"up from the offside of those ponies there rose a fabled horde of mounted lancers and archers"
Comanche Feats of Horsemanship (ca. 1834-1835), by George Caitlin
Public DomainComanche Feats of Horsemanship (ca. 1834-1835), by George Catlin - Credit: Smithsonian Museum of American Art

The Comanche were America’s most accomplished horsemen and formidable opponents who developed specific strategies for fighting on horseback.

George Catlin commented on their prowess in the following way:


Amongst their feats of riding there is one that has astonished me more than anything of the kind I have ever seen or expect to see in my life: – a stratagem of war, learned and practiced by every young man in the tribe; by which he is able to drop his body on the side of his horse at the instant he is passing, effectively screened from his enemies’ weapons, as he lays in a horizontal position behind the body of his horse, with his heel hanging over the horse’s back… in this wonderful condition, he will hang whilst his horse is at fullest speed, carrying with him his bow and shield and also his long lance 14 feet in length.

(Letters and Notes on the Manners, Customs, and Conditions of North American Indians)
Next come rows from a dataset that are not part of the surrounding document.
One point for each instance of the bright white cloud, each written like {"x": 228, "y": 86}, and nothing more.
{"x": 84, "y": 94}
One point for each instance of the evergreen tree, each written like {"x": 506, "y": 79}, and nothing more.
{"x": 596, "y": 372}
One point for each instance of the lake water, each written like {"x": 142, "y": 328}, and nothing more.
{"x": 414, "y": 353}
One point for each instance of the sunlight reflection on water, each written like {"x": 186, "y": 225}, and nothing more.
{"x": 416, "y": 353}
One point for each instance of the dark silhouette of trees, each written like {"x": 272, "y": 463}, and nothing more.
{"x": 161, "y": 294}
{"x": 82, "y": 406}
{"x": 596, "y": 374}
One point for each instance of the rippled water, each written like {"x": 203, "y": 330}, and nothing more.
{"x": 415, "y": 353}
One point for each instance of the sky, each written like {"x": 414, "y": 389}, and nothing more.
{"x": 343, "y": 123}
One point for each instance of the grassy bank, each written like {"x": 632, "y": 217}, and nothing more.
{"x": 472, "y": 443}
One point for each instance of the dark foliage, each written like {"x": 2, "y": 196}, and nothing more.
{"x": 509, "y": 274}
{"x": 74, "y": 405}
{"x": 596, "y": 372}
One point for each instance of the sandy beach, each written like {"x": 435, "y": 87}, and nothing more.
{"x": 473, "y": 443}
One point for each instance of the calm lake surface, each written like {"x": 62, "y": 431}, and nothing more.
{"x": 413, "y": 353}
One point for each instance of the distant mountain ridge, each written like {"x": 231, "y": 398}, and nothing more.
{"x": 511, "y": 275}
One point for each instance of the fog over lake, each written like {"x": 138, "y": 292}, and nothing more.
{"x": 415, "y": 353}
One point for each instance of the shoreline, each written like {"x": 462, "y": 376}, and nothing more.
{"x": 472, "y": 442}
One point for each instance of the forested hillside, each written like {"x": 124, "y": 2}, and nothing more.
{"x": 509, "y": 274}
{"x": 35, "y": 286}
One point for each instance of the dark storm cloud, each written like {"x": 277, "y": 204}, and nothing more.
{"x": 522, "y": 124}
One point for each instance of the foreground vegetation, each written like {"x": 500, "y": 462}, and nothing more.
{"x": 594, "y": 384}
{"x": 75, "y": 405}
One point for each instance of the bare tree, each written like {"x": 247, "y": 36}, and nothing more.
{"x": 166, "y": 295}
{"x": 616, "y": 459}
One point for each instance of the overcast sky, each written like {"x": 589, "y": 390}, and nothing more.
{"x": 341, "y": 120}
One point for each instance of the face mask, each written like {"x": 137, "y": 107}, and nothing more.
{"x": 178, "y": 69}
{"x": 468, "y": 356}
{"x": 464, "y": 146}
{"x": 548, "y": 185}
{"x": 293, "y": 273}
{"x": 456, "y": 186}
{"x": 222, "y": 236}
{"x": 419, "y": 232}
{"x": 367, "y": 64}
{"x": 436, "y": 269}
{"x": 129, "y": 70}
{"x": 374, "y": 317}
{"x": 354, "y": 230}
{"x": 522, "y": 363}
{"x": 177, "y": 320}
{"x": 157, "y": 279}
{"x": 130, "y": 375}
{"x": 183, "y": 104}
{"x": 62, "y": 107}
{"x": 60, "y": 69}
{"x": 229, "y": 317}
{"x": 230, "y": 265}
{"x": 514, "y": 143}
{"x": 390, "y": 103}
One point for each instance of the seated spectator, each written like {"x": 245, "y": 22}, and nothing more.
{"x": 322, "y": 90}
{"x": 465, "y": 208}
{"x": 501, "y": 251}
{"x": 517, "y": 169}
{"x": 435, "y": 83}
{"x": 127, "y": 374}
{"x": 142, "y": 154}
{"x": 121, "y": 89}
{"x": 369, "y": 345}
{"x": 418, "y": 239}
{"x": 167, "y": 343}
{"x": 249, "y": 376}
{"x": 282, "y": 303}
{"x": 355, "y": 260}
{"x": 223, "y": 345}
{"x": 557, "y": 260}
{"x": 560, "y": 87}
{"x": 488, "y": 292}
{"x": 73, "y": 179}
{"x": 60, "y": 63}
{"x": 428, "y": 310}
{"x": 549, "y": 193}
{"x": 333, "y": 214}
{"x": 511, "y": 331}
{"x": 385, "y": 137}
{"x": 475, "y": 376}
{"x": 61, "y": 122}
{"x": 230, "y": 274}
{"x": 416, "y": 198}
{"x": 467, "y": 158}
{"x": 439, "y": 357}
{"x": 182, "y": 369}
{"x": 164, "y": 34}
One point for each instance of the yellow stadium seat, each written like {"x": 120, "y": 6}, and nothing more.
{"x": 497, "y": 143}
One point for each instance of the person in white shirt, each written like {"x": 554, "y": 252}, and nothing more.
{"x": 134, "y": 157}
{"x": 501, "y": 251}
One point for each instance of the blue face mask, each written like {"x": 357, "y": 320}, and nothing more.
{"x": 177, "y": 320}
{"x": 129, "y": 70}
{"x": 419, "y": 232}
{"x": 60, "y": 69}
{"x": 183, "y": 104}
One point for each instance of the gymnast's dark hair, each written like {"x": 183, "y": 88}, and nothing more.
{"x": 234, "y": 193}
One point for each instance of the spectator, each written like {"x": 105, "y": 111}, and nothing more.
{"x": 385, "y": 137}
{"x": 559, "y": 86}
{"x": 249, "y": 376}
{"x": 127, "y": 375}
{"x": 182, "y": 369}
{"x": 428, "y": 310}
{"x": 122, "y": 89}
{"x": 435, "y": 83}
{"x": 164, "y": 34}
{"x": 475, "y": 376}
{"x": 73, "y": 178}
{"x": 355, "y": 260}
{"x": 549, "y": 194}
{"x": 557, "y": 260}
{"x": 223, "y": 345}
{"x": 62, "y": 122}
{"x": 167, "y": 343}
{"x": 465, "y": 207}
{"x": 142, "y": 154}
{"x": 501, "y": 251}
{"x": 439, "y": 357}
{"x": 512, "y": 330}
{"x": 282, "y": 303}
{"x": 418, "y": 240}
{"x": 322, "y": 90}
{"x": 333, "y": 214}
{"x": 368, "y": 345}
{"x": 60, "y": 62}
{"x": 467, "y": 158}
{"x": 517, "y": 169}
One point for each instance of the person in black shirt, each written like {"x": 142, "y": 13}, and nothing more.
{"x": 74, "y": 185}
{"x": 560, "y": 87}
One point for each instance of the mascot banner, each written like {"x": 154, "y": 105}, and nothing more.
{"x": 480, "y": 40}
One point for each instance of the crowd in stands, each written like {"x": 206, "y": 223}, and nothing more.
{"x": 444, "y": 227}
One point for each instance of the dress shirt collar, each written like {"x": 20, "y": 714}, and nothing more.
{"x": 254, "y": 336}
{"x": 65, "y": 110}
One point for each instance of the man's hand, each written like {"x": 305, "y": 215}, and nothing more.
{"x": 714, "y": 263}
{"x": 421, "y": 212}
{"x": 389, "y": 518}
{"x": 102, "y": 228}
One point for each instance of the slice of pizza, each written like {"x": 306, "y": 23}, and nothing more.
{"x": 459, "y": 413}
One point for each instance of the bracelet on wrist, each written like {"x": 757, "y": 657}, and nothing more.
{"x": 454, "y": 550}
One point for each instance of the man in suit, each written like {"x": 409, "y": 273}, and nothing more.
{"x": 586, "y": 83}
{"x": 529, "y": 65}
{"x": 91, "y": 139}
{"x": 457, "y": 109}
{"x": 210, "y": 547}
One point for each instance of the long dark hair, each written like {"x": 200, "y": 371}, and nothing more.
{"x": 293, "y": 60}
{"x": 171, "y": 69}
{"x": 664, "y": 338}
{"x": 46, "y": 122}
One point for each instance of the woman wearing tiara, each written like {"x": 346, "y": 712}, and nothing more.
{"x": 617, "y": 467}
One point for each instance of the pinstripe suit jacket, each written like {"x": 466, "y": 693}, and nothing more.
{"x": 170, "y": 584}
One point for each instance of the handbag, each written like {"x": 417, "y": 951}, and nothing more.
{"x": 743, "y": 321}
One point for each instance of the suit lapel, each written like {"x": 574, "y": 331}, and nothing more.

In Blood Meridian, the Comanche war party utilise this very technique; concealing themselves behind their horses before rising up at the last moment, to the utter dismay of the filibusters when the true number of Indians dawn on them. It is a detail inspired by an actual historical event. Historian J.W. Wilbarger gives this account of an infamous Comanche raid upon the port town of Linnville in 1840:


Early in the morning of August 8, some few of the inhabitants of Linnville observed in the distance a perfect cloud of dust, caused, as they supposed, by a vast caballada of horses, being brought in from Mexico for trading purposes. By throwing themselves on the sides of their horses, and riding in this way, the Indians had completely concealed themselves from the vision of the unsuspecting denizens of the village. Imagine their consternation and utter dismay, when one thousand red savages, suddenly rising in their saddles, dashed upon the defenseless town, when many of the inhabitants were fast asleep. […] The scene amid the confusion which prevailed was one never to be forgotten by the survivors of that terror stricken people. The war whoop of the wild Comanche commingled with the screaming of women, the crying of children, and the groans of the dying and wounded almost beggars description.